転ー4-
倦怠感を孕んだ溜め息、長い上着の裾を翻して歩き出したその肩越しに言葉が落ちた。
「あれは、弔われなかった人間の情念が寄せ集まったモノ。妖はあれをケガレと呼ぶ」
ようやく説明をしてくれる気になったらしい。再び並んで歩き始めた背を追いながら、抑揚の乏しい声を聞き逃さんと耳を澄ませる。
「ここは、逝き先を失った魂の拠り所。人の温もりを求めて彷徨い続けて、結果的に生者を呑み込んでしまうけれど。邪気はないから、人では祓えない」
魔を退ける者、それが退魔師だ。
人とは決して相容れぬモノ。人に仇名すモノ、邪を内包するモノを祓う為に存在しているからこそ、哀しみだけを残した魂の欠片の集合体は、人ではどうすることも出来ないのだ。
元々口数が少なく不必要な言葉の遣り取りを好まない仁は、十の事を一しか語らない。だからこそ受け取り手が、彼女が紡ぐ言葉と言葉の行間を読み、最大限に思考を巡らせて、理解しようとしなければならない。
そうして辿り着いた答えに、玻綾は改めて、仁と並んで歩く長身の彼を見遣る。
そうか。迷える魂を、妖である彼だからこそ、導けるのか。
「今日は大祓。年に一度、森に集まったケガレを導く大切な日だ」
「まぁ、要するに、森の大掃除ってことやね」
その要約もどうなんだろう。
確かに、妖の感覚からいえば森に溜まった不浄を一掃する必要があるのだろうが、人間としては些か不愉快な表現に聞こえてしまうのは致し方ないと弁明したい。
「しかも、今夜は百年に一度の月蝕みの日。月と太陽が契りを交わし合う祝いの夜や。もう森全体が浮かれに浮かれて、人間にとっていい事なんて一つもありはせん」
「ただでさえ、大祓の後はそこかしこで祝宴が開かれて煩いのに」
「そこに月蝕みの祝いが加わるさかい。酒池肉林はもう恒例やねぇ」
様々な形をした妖達が豪華な料理を囲み、酒を飲み交わし、やがてあられもない恰好で踊り、騒ぐ光景が脳裏に浮かんだ。
何だろう、何だかとても、微笑ましい。
「妖が大集合する日に人間が森に入るなんて、ほんま、自殺行為や。
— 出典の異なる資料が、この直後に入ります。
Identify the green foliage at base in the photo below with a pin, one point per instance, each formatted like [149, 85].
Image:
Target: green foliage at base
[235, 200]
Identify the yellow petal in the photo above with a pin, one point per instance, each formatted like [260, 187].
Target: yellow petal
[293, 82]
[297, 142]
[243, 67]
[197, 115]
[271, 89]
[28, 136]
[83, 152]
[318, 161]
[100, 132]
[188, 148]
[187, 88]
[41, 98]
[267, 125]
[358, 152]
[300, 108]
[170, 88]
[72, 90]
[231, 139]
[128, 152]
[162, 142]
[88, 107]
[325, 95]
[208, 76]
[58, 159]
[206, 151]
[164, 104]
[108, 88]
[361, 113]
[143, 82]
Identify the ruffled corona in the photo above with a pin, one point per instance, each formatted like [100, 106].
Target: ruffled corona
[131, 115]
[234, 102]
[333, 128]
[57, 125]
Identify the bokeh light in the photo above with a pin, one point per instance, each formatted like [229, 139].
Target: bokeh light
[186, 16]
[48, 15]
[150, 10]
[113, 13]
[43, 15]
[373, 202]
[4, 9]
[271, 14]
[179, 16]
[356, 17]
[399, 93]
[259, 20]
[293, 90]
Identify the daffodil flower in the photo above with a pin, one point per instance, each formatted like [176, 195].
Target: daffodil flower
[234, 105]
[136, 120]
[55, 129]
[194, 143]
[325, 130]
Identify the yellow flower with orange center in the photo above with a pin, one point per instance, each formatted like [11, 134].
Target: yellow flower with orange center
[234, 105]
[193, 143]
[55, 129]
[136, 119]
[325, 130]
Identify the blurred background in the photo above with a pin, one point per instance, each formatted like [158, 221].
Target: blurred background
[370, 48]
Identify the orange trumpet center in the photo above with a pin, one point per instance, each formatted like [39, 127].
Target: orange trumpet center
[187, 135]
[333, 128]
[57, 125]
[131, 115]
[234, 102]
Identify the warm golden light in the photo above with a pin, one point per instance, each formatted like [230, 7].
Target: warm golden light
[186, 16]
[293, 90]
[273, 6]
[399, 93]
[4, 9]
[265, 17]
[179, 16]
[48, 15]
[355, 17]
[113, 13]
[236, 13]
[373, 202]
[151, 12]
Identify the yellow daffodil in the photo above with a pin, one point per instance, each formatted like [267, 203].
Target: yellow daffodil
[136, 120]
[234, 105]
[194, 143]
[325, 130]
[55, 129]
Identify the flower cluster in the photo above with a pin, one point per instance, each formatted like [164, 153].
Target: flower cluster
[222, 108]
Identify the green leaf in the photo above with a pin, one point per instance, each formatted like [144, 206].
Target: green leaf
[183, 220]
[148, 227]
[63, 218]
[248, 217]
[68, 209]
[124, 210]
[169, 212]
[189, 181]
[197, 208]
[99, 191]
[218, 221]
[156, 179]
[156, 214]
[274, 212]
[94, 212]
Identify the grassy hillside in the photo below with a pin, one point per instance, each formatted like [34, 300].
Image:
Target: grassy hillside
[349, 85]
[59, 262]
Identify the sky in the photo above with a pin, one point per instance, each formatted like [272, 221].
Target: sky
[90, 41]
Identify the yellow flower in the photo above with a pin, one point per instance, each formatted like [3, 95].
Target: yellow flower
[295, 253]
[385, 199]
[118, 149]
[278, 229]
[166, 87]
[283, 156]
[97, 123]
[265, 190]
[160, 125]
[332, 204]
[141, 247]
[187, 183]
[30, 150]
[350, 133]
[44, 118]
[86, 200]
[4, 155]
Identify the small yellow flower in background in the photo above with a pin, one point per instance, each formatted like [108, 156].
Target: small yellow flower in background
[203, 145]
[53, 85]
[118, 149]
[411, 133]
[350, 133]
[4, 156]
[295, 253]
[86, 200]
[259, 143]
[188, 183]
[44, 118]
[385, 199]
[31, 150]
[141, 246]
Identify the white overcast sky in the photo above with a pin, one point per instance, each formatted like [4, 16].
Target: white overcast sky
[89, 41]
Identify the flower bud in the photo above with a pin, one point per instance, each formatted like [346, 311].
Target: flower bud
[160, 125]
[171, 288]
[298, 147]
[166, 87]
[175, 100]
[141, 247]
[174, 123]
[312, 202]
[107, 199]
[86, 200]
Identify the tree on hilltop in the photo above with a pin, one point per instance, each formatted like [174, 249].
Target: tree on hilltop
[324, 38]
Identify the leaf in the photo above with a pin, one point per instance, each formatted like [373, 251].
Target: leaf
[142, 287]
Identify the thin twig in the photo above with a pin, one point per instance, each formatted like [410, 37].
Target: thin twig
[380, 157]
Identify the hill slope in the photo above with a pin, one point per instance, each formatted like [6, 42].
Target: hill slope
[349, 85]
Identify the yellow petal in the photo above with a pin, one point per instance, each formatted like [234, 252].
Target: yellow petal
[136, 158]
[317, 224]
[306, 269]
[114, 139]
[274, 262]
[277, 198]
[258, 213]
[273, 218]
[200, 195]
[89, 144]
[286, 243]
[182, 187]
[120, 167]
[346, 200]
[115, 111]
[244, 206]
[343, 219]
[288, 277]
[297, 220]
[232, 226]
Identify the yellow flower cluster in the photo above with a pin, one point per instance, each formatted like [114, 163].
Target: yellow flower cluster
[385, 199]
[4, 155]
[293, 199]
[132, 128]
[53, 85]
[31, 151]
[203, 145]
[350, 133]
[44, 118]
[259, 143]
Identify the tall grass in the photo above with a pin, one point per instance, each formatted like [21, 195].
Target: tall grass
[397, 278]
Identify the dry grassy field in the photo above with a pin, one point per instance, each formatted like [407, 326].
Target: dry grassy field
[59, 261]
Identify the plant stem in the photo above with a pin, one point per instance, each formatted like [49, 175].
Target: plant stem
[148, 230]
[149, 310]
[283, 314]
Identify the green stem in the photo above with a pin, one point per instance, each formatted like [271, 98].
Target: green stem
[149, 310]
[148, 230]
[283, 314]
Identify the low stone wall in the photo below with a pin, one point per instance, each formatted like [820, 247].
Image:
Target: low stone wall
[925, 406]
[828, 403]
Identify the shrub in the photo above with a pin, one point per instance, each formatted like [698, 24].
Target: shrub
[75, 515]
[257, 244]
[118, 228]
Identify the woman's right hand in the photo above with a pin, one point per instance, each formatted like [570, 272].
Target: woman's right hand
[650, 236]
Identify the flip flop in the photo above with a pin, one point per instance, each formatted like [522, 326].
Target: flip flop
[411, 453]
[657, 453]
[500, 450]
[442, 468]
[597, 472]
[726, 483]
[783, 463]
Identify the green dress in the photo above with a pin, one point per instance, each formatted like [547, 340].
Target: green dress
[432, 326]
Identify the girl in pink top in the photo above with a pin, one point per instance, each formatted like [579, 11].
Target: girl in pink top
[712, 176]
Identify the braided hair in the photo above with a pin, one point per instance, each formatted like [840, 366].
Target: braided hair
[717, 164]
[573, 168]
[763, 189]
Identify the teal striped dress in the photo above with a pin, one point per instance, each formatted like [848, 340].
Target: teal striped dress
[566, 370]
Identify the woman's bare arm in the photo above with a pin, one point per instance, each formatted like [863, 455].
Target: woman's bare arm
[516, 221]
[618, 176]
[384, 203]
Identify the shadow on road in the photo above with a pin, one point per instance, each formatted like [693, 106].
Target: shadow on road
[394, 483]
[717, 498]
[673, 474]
昔は境界が今よりもはっきりしていて、俺達が報せれば決して踏み越えてきぃひんかったんになぁ」
時代は変わったもんや、と。
それは人間を非難するというよりも、ただ、そんな時代を嘆いているようだった。
玻綾は、自分の少し前を行く久賢を覗い見る。
ハレの雨は凶兆の徴。
その警告を下らないの一言で切り捨て、迷信と嘲笑った彼は今、何を思っているのだろう。
退魔師三人が孕む重苦しい空気を気遣うような二人ではない。だからこの沈黙に大きな意味はなくて、いとも簡単に閉じた世界を破ったのは、唐突に響いた無邪気な声だ。
「嬢、見-つけた」
闇から飛び出てきたモノが仁の肩に舞い降りる。
「見つけたよ、嬢」
ここは〝神座の森”。小さな体躯は犬、その背に一対の翼を生やしたそれは当然の如く妖で、青と赤、翼の色だけが違う二匹の妖が仲良く仁の両肩に納まった。
「嬢が謡っているの、聴こえたよ」
「聴こえたよ、嬢の歌声」
「大好き」
「みんな、みんな大好き」
尻尾が二つ、仲良く嬉しそうに揺れる。無邪気な声がはしゃいで、その姿を可愛いと、思ってはいけなかったのだろう。
「ケガレも惹かれる」
「アワイも大好き」
そこに溢れる愛情は酷く限定的なもので、だからこそ、それ以外の全ては無意味で、無価値で。
「だから」
「だから」
容易く憎悪の対象になる。
『――見つけたよ、翁』
二つの声が重なる。その刹那、闇が明けた。
いや、深くなったのか。
人間の五感では世界を正しく認識出来ない。時折焦点が合わず、酩酊にも似た酔いに襲われて、気持ちが悪い。自分の足で立っていられなくなり、倒れそうになった玻綾を支えてくれた腕は、太くて力強く。
「師範……」
自分を受け止めてくれた人を呼ぶ声は震えていた。高見家師範と準師範を護る様に立つ正師範の背は凛と伸び、更にその先に、静を纏う姿がある。